While these potential solutions to the COVID-19 postponements are exciting and leave traces of optimism, many have touted them as premature and unrealistic. It still gives us a perspective into some creative solutions that MLB may implore.
This one in particular would feature the Rockies’ first venture outside the National League West:
The Proposed Cactus League Northeast:
- Arizona Diamondbacks
- Chicago Cubs
- Colorado Rockies
- Oakland Athletics
- San Francisco Giants
A high-ranking MLB official “spoke on the condition of anonymity because the proposal is one of several being discussed,” suggesting we’re still a ways away from an actual plan of action. We can be curious for why this official chose to remain anonymous in disclosing this proposal—is this ‘leaked’ material, or is he just stepping aside so commissioner Rob Manfred will be the one addressing it?
The Cactus and Grapefruit League plan does appear to be a more ‘fair’ proposal for Grapefruit League teams. All teams could house themselves in the comforts of their own spring venues, instead of the Rockies having to mix in a few weight room sets with the Pirates or something. Games could be played on both sides of the country, meaning more desirable start times for fans on the east coast.
The divisional realignment would also mean the Los Angeles Dodgers wouldn’t be standing in the way of the Rockies.
The Oakland Athletics earned an American League postseason berth in 2019, and with 97 wins they boasted the fourth best record in the AL. If 2019 wins and losses were sorted for the modified Cactus League division, Oakland would have won by 12 games over second-place Arizona, followed by the Cubs (13 games), Giants (20) and Rockies (26).
There would be a lot of ‘divisional interleague’ matchups for the Athletics in the Cactus League Northeast; would a plan like this mean every team uses a designated hitter?

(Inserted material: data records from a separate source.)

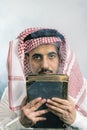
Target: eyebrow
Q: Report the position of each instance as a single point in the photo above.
(38, 54)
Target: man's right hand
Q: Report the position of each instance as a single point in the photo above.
(30, 114)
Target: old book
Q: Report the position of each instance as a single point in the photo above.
(47, 86)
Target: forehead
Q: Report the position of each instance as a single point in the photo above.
(44, 49)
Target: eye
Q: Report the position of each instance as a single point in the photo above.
(52, 55)
(36, 57)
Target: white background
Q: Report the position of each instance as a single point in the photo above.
(68, 16)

The five teams would play at four ‘home’ stadiums: Salt River Fields at Talking Stick (COL/ARI), Scottsdale Stadium (SF), Sloan Park (CHC), and Hohokam Stadium (OAK). Of those four, Salt River Fields and Hohokam Stadium are the farthest apart—a whole 13 miles. Chase Field would be an option as a fifth park, but with 15 teams in Phoenix instead of 30, it wouldn’t be as big of a necessity.

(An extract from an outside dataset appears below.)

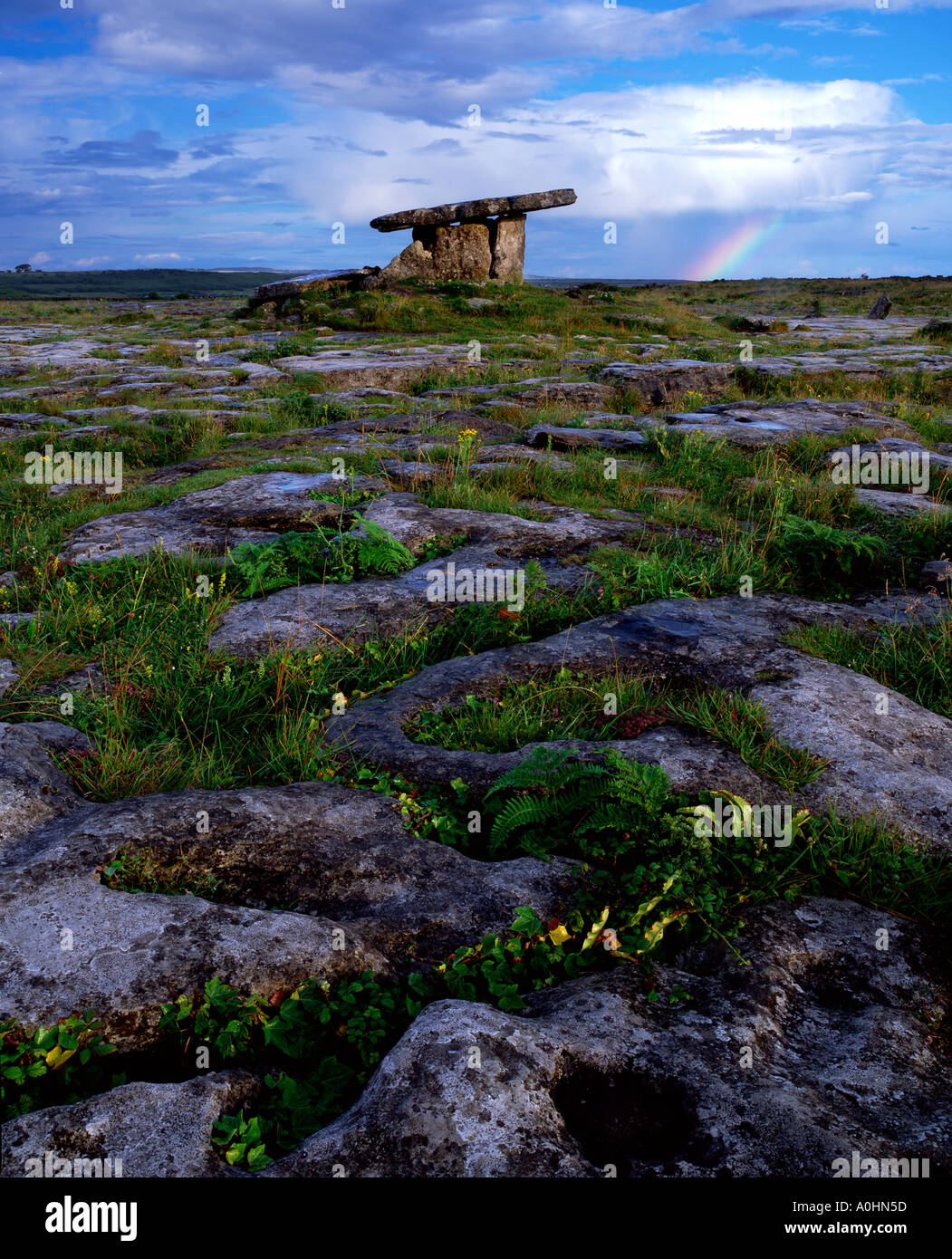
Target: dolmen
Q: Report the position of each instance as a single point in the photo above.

Scheduling would be an interesting setup, too. MLB could elect to play three-game series like a standard regular season, but given the proximity of each team, they could schedule it like spring training where a team rarely plays the same opponent in consecutive games.
Despite a valuation in the bottom third of MLB, the Rockies made a $75 million increase in team value over a single year (thanks in part to a new TV deal). Their 4 percent increase this past year is tied for 11th highest among big league franchises.

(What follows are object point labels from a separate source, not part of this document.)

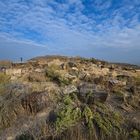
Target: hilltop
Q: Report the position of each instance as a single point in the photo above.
(69, 98)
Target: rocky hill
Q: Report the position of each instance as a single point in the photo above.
(61, 98)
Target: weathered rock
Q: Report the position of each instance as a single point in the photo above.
(72, 64)
(100, 96)
(70, 89)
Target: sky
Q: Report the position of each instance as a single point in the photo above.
(103, 29)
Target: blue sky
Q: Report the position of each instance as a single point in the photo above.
(104, 29)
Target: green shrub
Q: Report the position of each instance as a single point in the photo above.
(4, 80)
(56, 77)
(135, 134)
(68, 114)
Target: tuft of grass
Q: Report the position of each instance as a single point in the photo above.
(106, 120)
(4, 80)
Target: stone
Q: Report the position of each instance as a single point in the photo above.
(70, 89)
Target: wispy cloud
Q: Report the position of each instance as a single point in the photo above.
(68, 25)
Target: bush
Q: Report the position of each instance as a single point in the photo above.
(56, 77)
(68, 114)
(4, 80)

Todd Helton’s 17 and Larry Walker’s impending 33 are the Rockies’ first two retired numbers. Thomas Harding identifies two numbers that could be next: Nolan Arenado’s 28 and Don Baylor’s 25.
Walker’s jersey retirement was first scheduled for April 19; we’ll have to wait a little for the second retired number in Rockies history to be made official.
David Dahl will be holding the controller for the Colorado Rockies in the MLB The Show player tournament—right next to his golden retriever.